U.S. Court of Appeals for Ninth Circuit
District Court properly concluded company must pay returning service member higher collective bargaining signing bonus based on larger plane he would have been flying if he had not departed for military service. Huhmann v. Fed. Express Corp., 2017 U.S. App. LEXIS 21955 (9th Cir. Nov. 2, 2017).
NLRB properly ordered employer to recognize and bargain with union. Union would have prevailed regardless of inclusion of employees in unit. Union’s home visits, telephone calls and electioneering outside the election location within twenty-four hours of the election were not sufficiently objectionable to invalidate the election. Vague allegations that union representative said employer could check employees’ immigration status were also insufficient. Capay, Inc. v. NLRB, 2017 U.S. App. LEXIS 21968 (9th Cir. Nov. 2, 2017).
District Court improperly dismissed denial of reasonable accommodation claim. Employee’s allegations that she asked the employer if there was anything she could do other than get under her desk and the employer refused to consider alternatives are sufficient to show employee requested a reasonable accommodation for her disability and the employer refused to participate in the interactive process. Gladle v. Shulkin, 2017 U.S. App. LEXIS 21966 (9th Cir. Nov. 2, 2017).
District Court properly granted summary judgment against discrimination claims. Supervisor and former employee not liking one another did not show discrimination. Employer did not treat similarly situated minorities or females more favorably than white male former employee. Employee did not perform according to employer’s legitimate expectations. District Court properly granted summary judgment against retaliation claim. No evidence employee engaged in protected activity before employer demoted him. He offered no basis for concluding employer more likely motivated by retaliatory intent rather than the employer’s legitimate reasons or the employer’s explanation was unworthy of credence. Although employee engaged in protected activity after demotion, employer would have taken the same action. Employee failed to fulfil his duties in the new post.
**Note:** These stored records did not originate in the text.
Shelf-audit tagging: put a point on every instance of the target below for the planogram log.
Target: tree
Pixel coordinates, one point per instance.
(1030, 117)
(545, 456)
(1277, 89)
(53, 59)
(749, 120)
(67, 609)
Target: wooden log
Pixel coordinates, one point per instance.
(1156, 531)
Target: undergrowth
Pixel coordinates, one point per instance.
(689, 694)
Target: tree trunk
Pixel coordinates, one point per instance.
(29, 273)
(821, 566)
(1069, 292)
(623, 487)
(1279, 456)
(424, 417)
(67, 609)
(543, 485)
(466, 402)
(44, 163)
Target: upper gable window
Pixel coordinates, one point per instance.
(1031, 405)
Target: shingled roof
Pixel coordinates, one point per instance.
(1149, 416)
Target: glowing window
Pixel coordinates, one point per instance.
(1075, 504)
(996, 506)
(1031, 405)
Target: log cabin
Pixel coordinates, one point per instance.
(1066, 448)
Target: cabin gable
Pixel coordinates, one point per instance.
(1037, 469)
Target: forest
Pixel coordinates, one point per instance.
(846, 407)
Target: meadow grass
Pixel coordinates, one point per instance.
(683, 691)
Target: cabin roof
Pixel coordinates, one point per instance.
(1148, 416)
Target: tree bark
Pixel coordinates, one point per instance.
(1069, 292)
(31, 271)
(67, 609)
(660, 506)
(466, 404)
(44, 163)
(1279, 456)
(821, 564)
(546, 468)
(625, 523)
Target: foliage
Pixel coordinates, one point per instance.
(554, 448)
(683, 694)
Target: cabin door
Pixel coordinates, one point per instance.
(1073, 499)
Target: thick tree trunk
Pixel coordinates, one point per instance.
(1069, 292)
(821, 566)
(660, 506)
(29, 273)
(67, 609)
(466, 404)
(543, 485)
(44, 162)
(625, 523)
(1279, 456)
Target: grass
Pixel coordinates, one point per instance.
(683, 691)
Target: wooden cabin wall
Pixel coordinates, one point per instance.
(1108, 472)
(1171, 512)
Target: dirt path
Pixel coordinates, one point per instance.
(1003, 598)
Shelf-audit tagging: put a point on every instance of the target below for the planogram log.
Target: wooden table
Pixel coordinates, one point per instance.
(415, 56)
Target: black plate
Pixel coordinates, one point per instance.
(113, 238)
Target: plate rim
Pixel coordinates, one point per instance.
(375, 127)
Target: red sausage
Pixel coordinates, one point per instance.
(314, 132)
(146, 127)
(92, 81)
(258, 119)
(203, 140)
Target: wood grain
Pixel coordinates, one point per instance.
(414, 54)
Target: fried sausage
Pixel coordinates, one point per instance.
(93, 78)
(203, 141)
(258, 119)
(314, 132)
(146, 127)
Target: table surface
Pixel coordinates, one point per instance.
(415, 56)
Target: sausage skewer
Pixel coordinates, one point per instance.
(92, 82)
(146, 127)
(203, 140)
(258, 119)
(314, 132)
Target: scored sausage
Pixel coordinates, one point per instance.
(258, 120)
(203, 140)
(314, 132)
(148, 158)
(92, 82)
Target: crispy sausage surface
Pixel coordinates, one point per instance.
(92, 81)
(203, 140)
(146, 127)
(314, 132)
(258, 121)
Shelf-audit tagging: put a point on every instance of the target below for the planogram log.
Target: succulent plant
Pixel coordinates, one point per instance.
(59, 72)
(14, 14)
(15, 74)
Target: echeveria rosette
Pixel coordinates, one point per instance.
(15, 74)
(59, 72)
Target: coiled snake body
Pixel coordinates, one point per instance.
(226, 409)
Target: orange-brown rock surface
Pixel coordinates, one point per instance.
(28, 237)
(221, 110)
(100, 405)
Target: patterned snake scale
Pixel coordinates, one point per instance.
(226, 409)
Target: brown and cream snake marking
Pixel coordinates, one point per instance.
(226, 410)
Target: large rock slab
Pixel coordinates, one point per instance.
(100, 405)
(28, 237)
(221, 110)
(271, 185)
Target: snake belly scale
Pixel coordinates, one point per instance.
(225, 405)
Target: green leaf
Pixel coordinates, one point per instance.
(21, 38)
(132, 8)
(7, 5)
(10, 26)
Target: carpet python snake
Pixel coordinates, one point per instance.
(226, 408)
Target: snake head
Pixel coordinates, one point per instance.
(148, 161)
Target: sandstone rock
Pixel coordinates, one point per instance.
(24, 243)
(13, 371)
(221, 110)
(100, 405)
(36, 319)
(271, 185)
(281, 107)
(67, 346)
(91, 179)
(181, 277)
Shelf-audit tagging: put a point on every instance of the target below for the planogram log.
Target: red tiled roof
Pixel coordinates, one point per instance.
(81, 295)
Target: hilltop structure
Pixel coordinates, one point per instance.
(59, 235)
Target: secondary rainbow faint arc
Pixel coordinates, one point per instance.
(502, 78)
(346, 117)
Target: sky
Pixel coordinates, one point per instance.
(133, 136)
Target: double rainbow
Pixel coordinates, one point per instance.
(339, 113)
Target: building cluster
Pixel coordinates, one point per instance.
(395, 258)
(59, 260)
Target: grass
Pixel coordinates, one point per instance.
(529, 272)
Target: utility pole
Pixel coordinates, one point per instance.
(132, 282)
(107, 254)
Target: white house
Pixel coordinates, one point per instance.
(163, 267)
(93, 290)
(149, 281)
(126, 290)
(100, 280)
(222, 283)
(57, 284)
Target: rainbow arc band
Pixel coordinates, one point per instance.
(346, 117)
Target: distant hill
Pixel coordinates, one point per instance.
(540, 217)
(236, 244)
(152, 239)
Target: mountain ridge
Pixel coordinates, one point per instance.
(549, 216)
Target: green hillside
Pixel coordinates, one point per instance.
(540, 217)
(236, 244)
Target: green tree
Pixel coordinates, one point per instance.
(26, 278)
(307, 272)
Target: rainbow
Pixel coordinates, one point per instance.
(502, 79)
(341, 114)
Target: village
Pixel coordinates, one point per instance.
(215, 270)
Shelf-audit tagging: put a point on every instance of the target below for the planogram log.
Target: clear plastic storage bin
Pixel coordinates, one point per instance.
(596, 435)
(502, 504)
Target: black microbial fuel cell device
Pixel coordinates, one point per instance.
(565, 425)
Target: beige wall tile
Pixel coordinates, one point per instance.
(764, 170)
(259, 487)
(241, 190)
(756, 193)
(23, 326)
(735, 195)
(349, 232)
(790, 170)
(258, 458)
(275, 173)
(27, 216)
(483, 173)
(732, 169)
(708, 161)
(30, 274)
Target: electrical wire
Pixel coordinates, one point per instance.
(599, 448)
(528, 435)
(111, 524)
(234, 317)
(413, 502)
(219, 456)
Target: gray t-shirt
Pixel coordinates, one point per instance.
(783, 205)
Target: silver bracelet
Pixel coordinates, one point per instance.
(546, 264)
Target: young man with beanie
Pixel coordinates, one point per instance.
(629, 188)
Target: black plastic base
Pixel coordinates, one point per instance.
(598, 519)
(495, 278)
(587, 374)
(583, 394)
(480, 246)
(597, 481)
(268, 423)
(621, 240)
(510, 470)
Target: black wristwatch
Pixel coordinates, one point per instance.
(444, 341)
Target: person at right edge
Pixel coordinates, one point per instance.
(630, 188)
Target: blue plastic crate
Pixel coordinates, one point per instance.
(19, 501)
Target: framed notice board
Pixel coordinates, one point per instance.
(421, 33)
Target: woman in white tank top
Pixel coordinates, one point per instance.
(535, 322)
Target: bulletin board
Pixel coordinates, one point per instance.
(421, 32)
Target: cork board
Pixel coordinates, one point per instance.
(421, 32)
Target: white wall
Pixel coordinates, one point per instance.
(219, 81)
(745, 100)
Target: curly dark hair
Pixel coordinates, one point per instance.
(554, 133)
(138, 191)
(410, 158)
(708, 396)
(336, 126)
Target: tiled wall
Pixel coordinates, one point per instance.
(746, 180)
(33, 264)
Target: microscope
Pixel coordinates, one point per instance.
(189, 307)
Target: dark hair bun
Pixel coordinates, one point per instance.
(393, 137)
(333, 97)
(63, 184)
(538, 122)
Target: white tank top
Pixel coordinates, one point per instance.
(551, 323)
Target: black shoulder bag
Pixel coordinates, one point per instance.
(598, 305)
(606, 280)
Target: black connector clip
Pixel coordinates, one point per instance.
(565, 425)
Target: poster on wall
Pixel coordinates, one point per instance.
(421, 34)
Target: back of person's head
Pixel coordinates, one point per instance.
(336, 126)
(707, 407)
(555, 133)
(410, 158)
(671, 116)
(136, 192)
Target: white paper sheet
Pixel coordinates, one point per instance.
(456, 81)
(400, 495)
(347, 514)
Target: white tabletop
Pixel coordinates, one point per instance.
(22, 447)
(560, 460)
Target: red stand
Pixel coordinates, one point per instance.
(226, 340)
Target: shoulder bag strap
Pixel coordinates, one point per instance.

Bullen v. Sessions, 2017 U.S. App. 21826 (9th Cir. Oct. 31, 2017).
District Court properly granted summary judgment on disparate treatment claim. Former employee failed to raise a genuine dispute of material fact whether employer's legitimate, nondiscriminatory reason for terminating him was pretextual. District Court properly granted summary judgment against Washington state hostile work environment claim. Former employee failed to raise a triable dispute whether employer authorized, knew of, or should have known of any harassment. Habib v. Tote Services, Inc., 2017 U.S. App. LEXIS 21592 (9th Cir. Oct 30, 2017).
District Court properly decided question of arbitrability. When union representative executed a memorandum of agreement (“MOA”) with employer, he could properly settle and release "any and all claims" by its members that had occurred prior to the MOA, including local union’s lost-work grievances. The MOA encompassed the local union, despite the fact that it was not a named signatory, and as a contingency agreement, a side letter did not exclude the local union from the terms of the MOA. Int’l Longshore & Warehouse Union, Local 40 v. Columbia Grain, Inc., 2017 U.S. App. LEXIS 21182 (9th Cir. Oct. 25, 2017).